Cameron pledges 'min-max' prison terms

Updated 13.18 Mon Mar 03 2008

Tory leader David Cameron has outlined plans for a prisons policy where inmates have to "earn their release".

Mr Cameron said new "min-max" sentences - which set a minimum and maximum period behind bars - would give convicted criminals no chance of parole until the minimum term had been served.

"A criminal goes to court, they are told they have got a four-year sentence and they are let out after two, so everybody feels cheated" - David Cameron

He said: "Prisoners have to earn their release.
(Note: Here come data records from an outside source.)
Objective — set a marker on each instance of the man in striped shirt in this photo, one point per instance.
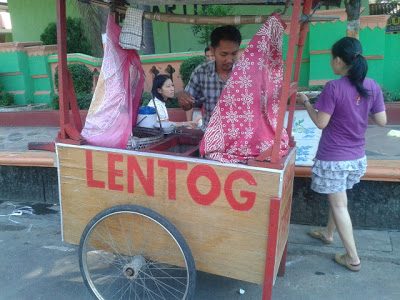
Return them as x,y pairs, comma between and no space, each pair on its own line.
209,79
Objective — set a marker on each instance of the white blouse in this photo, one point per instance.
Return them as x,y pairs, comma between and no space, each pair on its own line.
161,108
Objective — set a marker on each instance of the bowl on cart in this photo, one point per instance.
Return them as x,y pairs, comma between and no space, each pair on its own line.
168,127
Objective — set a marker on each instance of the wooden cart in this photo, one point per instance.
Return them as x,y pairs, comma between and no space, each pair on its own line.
146,220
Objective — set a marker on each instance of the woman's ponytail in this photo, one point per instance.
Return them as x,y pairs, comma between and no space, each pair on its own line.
350,51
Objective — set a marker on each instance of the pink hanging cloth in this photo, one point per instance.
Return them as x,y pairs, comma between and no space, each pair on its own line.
117,96
244,121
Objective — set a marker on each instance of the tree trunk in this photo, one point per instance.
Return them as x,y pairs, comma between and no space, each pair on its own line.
353,17
148,33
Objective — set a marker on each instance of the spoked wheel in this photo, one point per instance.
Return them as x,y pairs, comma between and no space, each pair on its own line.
132,252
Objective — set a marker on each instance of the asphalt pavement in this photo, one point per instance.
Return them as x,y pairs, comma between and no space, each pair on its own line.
36,264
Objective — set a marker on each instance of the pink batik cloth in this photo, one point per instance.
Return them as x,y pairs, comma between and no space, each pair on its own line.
243,123
117,96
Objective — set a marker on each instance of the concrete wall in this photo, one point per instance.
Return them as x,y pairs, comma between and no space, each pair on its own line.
25,71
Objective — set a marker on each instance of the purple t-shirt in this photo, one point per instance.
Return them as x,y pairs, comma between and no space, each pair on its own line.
344,136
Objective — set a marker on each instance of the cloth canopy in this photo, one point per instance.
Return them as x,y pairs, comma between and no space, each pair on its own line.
117,96
244,121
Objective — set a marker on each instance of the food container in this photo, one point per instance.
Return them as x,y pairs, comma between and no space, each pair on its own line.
147,117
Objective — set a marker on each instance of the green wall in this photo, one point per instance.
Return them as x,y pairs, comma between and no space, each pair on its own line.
30,17
391,76
28,66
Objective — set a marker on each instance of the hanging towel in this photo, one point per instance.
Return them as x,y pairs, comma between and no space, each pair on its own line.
117,96
133,30
243,123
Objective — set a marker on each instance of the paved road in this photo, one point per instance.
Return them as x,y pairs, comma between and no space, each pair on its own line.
36,264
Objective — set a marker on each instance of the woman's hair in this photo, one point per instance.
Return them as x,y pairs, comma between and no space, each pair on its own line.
158,82
349,50
226,33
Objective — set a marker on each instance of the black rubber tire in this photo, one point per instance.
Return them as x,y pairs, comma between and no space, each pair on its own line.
120,264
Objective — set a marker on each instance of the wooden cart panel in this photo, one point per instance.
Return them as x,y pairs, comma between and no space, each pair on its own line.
221,210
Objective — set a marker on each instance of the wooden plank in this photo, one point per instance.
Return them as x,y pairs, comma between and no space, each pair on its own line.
212,208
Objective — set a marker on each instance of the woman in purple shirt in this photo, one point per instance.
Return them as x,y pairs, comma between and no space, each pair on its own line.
342,114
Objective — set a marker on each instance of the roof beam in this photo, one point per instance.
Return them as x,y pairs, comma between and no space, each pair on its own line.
187,2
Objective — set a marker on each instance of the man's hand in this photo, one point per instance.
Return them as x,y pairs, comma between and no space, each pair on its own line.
185,100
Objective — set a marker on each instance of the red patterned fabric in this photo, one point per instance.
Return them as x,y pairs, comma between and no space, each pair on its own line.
244,120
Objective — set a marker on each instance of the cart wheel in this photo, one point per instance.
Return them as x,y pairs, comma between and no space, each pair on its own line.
132,252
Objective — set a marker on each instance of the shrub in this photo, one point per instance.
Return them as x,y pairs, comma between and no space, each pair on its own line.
6,99
188,66
76,40
82,78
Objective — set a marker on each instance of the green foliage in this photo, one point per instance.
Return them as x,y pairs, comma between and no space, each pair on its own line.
173,103
203,32
188,66
6,99
76,40
146,97
83,99
82,78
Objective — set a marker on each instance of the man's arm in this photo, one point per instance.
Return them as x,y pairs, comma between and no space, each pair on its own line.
185,100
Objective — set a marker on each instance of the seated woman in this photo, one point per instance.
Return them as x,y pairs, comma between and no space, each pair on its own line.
162,91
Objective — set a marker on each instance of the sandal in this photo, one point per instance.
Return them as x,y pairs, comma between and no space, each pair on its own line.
342,260
317,233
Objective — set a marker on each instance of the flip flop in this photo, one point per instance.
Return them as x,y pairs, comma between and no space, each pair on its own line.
341,260
317,233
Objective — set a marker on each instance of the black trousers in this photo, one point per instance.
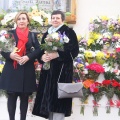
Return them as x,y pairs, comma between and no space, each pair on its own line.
11,104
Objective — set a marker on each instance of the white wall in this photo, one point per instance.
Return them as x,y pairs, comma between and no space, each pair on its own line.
87,9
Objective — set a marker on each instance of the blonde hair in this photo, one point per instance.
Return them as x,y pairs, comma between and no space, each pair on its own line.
22,12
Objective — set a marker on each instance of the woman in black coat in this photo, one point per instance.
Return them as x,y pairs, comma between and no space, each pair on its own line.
47,104
18,76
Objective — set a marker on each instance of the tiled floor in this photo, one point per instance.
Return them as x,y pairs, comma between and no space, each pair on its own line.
4,113
88,113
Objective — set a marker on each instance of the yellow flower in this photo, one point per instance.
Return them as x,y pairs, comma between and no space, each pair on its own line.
89,54
100,57
80,65
104,18
94,35
116,35
90,41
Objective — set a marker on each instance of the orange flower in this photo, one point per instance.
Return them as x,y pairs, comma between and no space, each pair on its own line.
87,83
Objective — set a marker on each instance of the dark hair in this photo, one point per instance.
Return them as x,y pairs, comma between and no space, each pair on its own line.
19,13
59,12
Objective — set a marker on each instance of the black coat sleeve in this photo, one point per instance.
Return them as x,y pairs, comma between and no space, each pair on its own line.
70,48
42,51
6,55
36,52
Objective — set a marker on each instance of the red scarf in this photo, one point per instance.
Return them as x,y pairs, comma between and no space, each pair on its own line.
22,40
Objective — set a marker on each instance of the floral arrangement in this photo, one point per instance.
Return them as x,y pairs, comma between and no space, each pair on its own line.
54,42
102,47
38,18
94,69
7,43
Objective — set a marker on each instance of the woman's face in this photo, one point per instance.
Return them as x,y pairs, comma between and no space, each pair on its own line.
22,21
56,20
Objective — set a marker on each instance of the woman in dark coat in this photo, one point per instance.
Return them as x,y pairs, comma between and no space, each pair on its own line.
18,76
47,104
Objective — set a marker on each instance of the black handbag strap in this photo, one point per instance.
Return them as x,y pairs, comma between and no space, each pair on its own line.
60,72
62,68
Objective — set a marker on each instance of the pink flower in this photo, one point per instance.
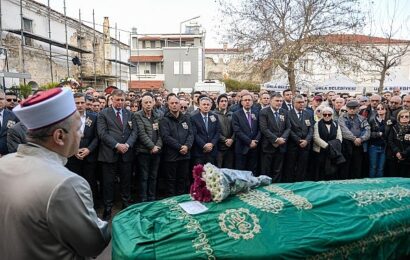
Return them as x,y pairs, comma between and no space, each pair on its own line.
197,171
199,191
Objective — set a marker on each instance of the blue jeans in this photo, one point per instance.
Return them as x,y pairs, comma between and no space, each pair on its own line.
377,157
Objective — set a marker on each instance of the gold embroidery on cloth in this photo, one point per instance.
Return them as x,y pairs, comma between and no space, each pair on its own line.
389,212
262,201
355,181
363,244
201,242
298,201
239,223
367,197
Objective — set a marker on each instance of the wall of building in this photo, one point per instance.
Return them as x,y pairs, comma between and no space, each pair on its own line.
37,56
180,55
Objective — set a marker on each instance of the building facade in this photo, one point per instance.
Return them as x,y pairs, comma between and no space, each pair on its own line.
170,61
42,46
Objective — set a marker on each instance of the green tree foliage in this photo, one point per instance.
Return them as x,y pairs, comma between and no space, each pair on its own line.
25,90
49,86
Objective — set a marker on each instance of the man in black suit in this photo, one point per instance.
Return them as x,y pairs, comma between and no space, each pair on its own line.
7,120
287,99
117,130
299,142
275,128
84,162
246,129
205,126
177,137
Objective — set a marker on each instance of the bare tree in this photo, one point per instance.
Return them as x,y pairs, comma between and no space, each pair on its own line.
379,55
280,32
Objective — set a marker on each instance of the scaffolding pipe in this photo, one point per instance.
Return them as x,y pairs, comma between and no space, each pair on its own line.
80,37
119,57
116,64
129,67
49,37
1,26
94,60
22,39
1,43
66,40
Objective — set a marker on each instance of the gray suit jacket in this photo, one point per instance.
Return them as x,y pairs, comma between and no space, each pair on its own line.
112,133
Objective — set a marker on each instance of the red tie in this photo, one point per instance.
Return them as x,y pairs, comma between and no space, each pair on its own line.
119,118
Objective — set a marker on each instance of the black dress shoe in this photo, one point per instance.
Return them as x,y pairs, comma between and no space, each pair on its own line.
107,214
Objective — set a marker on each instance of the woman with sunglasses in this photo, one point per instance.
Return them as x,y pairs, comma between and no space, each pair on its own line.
399,142
326,132
318,113
378,140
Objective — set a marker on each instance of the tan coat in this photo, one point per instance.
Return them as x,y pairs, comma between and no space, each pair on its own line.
46,210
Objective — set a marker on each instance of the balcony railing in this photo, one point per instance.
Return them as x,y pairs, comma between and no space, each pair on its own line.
147,77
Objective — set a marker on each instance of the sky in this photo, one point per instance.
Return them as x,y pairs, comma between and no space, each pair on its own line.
165,16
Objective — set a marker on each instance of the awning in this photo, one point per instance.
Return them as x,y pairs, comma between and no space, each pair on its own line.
146,58
49,41
338,83
122,62
145,84
15,75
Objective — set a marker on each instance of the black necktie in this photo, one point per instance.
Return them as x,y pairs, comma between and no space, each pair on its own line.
119,118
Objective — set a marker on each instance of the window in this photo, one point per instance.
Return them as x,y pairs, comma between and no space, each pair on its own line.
147,44
135,43
186,67
28,27
176,67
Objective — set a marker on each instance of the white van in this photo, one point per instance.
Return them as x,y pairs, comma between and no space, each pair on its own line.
210,86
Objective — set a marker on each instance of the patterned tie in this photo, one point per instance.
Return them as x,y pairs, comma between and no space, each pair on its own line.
248,114
119,120
206,123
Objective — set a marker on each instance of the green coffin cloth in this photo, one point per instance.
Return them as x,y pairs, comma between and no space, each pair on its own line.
367,218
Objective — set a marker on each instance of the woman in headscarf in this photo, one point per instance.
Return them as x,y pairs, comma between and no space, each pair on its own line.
399,142
327,137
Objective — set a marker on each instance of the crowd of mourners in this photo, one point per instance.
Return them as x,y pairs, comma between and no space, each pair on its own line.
144,142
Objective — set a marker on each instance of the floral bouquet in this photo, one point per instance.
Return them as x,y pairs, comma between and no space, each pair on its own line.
214,184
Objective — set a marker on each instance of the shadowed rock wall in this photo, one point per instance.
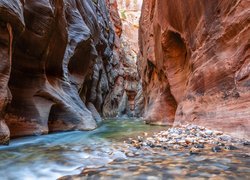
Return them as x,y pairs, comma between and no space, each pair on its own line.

Today, I think almost everything with the system is wrong.

"A criminal goes to court, they are told they have got a four-year sentence and they are let out after two, so everybody feels cheated.
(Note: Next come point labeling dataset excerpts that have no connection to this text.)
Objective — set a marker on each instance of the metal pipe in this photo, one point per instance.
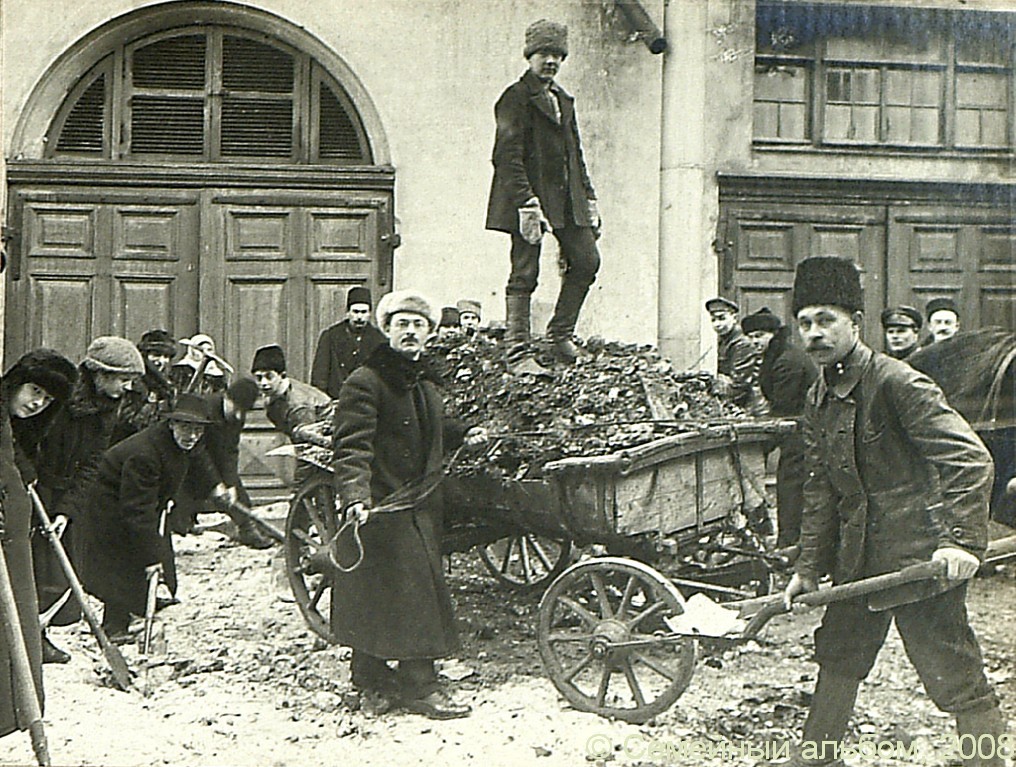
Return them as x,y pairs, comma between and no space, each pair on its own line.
643,26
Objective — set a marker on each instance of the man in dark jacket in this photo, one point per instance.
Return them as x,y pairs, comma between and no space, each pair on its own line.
784,377
541,183
68,459
124,535
395,605
343,346
896,476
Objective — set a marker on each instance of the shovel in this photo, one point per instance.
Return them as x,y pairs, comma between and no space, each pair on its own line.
745,619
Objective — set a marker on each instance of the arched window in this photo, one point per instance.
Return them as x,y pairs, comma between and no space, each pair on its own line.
209,94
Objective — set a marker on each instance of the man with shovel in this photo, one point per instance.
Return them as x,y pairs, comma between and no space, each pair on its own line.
895,476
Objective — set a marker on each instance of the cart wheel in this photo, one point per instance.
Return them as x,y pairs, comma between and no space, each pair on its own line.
310,523
605,641
525,561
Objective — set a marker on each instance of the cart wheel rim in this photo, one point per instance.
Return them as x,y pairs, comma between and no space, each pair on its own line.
526,560
309,523
605,641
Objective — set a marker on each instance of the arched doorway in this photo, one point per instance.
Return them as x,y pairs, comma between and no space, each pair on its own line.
195,167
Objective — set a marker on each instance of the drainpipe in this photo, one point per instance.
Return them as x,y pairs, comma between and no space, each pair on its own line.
642,25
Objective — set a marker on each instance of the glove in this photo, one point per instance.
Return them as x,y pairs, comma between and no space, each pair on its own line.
531,221
961,565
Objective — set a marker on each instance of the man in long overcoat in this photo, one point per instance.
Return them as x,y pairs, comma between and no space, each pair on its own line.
541,183
896,476
395,605
68,459
123,533
343,346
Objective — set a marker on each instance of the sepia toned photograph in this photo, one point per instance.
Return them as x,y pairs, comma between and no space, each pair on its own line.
311,452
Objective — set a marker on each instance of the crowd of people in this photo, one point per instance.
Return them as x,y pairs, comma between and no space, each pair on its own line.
131,443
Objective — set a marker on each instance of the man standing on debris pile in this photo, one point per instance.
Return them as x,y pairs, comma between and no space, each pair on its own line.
541,184
896,476
124,535
343,346
68,459
390,432
737,360
784,377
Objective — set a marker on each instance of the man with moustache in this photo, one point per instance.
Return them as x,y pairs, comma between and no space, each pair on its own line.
343,346
541,184
895,476
390,431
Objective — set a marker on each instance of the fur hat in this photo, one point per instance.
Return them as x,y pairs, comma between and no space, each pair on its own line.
191,408
243,392
269,358
941,305
719,304
763,319
358,295
47,369
900,316
467,305
546,36
404,301
827,280
157,342
111,354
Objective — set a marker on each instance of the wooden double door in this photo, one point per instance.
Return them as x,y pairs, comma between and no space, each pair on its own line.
247,266
907,253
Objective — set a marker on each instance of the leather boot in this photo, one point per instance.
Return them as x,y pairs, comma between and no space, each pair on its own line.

"We are going to change that and say the judge should read out what we call the 'min-max'.

"And then the prisoner has to earn release through good behaviour, through hard work, through making reparations to their victims.

"The real emphasis on it is actually turning prisons into places, not where we just warehouse prisoners, and bang them up for 23 hours a day in their cell.

"They should be places of work, of rehabilitation and of reparation, so that the work prisoners do do, means that they can pay money back to their victims - these are really important policies."

The Tory plans, set out in a "Green Paper", would mean the additional capacity will be used to end the system of automatic release for prisoners after they have completed half the jail term handed down in court.

Prisons Minister David Hanson said: "This is yet another uncosted spending commitment from the Tories.

"The Conservatives' plans come amid the biggest prison building programme in history.

"Most of their proposals seem to be either way behind what we are doing already, schemes they have already announced or uncosted spending pledges.

"Coming on the back of a series of uncosted tax and spending commitments that the Tories have already made, the challenge for David Cameron and George Osborne will be to explain how they can pay for any of this."

Juliet Lyon, director of the Prison Reform Trust, said: "Successive governments have allowed prisons to rot in a policy vacuum.

"Now the Conservatives are turning the spotlight on our most neglected and least visible public service, this Government must reach beyond party politics and, instead of arguing about who can spend most money on more jails, it should establish a Royal Commission on the nature and purpose of imprisonment."